Category Archives: Insights

Images, insights and musings from Jonathan Kingston.

How Wolves Change Rivers

Incredible video about how the wolves, re-introduced into Yellowstone National Park in 1995, have started a trophic cascade – an ecological process that starts at the top of the food chain and tumbles all the way down to the bottom – and how this trophic cascade has actually altered the rivers in the park.  It is all good news and time well spent to view the video.

 

Ask, See, Do

I am often asked how many good photographs I get when I am out on assignment.  In the days of film, this question was framed “Jonathan, how many usable photos do you get per roll? ”   Today the question is simply reframed “What’s your ratio of good photographs to bad?”
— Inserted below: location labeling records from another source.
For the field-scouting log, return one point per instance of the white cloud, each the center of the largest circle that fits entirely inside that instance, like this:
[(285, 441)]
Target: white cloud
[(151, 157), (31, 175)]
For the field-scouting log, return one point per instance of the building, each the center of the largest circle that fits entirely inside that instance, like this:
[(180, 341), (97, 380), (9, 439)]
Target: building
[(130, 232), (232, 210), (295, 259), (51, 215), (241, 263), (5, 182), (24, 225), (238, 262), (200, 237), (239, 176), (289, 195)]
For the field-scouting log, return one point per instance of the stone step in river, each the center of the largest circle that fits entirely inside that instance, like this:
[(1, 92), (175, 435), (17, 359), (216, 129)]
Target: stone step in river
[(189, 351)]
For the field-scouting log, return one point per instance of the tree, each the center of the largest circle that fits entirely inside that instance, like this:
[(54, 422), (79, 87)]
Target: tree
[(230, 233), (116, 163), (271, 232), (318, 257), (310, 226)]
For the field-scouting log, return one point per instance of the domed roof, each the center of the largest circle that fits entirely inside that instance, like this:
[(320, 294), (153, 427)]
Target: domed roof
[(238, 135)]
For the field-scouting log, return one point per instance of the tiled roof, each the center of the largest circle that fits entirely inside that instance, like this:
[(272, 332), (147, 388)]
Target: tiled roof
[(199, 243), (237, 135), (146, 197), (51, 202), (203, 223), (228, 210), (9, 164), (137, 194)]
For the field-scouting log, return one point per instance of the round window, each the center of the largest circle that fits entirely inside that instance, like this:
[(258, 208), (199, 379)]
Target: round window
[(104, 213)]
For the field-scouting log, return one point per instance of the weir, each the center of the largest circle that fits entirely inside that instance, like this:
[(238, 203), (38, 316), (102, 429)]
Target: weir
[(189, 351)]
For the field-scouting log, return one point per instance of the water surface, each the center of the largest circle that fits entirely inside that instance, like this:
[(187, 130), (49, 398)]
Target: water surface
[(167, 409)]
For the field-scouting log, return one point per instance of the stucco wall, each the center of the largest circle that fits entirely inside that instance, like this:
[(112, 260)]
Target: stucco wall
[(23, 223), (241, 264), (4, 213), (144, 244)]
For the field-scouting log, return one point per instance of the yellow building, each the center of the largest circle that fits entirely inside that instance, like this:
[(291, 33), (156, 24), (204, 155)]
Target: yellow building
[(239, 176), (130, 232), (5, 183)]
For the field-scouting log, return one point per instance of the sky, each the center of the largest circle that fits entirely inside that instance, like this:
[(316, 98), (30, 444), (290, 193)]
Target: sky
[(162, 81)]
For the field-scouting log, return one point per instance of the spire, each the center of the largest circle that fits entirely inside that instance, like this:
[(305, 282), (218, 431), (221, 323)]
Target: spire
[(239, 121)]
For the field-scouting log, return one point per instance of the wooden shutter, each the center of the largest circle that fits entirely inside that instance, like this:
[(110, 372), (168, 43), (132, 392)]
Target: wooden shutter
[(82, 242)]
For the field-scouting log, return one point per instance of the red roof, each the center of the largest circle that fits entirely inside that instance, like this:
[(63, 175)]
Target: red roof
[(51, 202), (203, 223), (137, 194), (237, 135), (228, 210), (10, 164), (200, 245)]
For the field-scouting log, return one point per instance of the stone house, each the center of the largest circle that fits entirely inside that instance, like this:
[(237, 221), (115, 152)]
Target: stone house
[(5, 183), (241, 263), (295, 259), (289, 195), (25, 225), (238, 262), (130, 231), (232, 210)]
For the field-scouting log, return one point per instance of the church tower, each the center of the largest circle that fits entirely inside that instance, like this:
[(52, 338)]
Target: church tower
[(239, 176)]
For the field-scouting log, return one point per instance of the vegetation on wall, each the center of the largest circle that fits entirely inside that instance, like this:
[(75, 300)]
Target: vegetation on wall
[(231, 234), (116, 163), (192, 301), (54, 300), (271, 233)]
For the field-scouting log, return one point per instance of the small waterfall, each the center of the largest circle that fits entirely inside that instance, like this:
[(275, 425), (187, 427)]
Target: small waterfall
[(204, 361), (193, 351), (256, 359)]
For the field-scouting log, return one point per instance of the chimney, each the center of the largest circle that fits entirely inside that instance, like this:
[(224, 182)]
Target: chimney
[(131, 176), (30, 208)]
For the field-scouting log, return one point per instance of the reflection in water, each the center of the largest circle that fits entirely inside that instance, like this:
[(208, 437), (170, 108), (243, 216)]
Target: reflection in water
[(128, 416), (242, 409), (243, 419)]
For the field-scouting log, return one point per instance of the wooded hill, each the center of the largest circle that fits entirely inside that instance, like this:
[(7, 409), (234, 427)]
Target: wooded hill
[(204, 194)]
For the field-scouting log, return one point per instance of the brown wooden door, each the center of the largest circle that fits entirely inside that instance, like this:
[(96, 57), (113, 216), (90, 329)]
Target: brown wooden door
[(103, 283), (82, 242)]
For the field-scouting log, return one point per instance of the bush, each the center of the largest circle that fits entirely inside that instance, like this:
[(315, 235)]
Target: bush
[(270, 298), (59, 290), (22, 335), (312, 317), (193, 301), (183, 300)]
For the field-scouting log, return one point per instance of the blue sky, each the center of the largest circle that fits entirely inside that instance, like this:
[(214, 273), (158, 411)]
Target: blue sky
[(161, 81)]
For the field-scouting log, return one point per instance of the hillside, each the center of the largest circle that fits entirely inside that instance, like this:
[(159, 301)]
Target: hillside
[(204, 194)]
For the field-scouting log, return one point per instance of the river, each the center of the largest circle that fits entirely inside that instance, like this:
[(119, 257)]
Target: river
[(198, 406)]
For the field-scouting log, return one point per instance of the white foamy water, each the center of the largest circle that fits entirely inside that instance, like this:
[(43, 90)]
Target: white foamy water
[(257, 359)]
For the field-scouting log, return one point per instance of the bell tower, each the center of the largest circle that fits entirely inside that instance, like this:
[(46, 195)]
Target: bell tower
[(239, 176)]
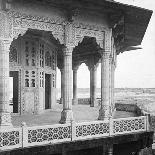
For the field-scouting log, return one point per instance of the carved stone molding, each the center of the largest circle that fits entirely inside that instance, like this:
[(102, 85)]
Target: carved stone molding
[(5, 26), (22, 22), (108, 40), (89, 26), (80, 33)]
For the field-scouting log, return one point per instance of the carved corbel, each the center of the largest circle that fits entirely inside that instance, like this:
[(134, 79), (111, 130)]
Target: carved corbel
[(72, 13)]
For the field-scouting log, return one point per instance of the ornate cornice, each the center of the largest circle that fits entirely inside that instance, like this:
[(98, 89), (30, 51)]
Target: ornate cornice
[(16, 14)]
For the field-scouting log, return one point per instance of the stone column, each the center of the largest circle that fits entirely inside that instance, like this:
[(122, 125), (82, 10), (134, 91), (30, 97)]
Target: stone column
[(104, 112), (67, 114), (110, 150), (62, 85), (110, 84), (75, 99), (113, 87), (93, 84), (5, 117)]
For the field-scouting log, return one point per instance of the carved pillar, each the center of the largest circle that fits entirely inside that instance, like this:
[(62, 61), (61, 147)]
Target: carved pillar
[(75, 99), (110, 150), (110, 84), (62, 85), (5, 42), (113, 86), (5, 117), (93, 85), (67, 114), (104, 112)]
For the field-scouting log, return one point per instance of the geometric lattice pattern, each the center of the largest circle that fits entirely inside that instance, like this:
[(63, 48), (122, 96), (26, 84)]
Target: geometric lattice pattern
[(130, 125), (92, 129), (9, 138), (49, 134)]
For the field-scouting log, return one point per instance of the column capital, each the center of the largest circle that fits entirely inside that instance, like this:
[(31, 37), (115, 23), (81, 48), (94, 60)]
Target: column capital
[(105, 54), (5, 44), (67, 50), (75, 66)]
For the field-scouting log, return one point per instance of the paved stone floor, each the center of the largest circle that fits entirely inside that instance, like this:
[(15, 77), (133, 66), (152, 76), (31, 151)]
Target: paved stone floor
[(52, 116)]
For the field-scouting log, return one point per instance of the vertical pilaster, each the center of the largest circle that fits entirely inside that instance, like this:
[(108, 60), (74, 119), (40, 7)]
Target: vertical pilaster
[(110, 84), (110, 150), (62, 85), (93, 85), (67, 114), (104, 112), (113, 86), (5, 117), (75, 99)]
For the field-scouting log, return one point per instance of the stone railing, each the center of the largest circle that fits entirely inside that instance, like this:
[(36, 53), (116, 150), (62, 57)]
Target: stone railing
[(51, 134), (85, 101)]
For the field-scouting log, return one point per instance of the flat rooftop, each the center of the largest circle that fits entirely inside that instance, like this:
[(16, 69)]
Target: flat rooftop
[(82, 113)]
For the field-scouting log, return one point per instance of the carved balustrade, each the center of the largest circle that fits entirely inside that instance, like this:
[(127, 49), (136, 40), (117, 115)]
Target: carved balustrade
[(50, 134)]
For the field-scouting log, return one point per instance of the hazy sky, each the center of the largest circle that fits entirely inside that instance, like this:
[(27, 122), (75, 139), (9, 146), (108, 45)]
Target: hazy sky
[(134, 68)]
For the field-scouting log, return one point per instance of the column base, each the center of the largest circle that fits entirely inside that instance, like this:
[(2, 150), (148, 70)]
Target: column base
[(66, 116), (5, 120), (103, 115), (75, 101)]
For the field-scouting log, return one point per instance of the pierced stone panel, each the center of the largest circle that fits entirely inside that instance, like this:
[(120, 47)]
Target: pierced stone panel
[(30, 78), (90, 129), (10, 139), (48, 59), (129, 125), (30, 53), (46, 134)]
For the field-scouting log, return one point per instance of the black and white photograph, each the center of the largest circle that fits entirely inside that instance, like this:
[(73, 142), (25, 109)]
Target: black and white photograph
[(77, 77)]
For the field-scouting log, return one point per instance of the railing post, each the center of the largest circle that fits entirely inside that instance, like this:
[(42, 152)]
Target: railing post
[(73, 130), (147, 122), (24, 134), (110, 126)]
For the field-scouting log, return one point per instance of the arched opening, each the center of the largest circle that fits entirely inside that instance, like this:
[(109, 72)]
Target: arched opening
[(87, 52), (32, 63)]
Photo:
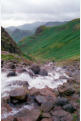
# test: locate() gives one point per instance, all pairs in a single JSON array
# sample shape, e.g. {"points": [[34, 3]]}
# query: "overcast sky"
{"points": [[18, 12]]}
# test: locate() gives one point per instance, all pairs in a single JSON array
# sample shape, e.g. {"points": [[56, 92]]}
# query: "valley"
{"points": [[41, 74]]}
It took me a long time before I could articulate an answer to the above question that didn’t leave me feeling strangely drained and awkward.  Not because I didn’t have an answer; there was a time in my life I knew precisely how many good frames I was averaging per roll of film and could return the figure as accurately as a cash register printing a receipt.  What always rubbed me the wrong way about the question was that I never liked the connotations of my answer – whatever the number was.  I disliked the idea that one of the metrics of how good or bad a photographer I was could be measured by how many good or bad frames I captured on a roll of 36, or on a memory card.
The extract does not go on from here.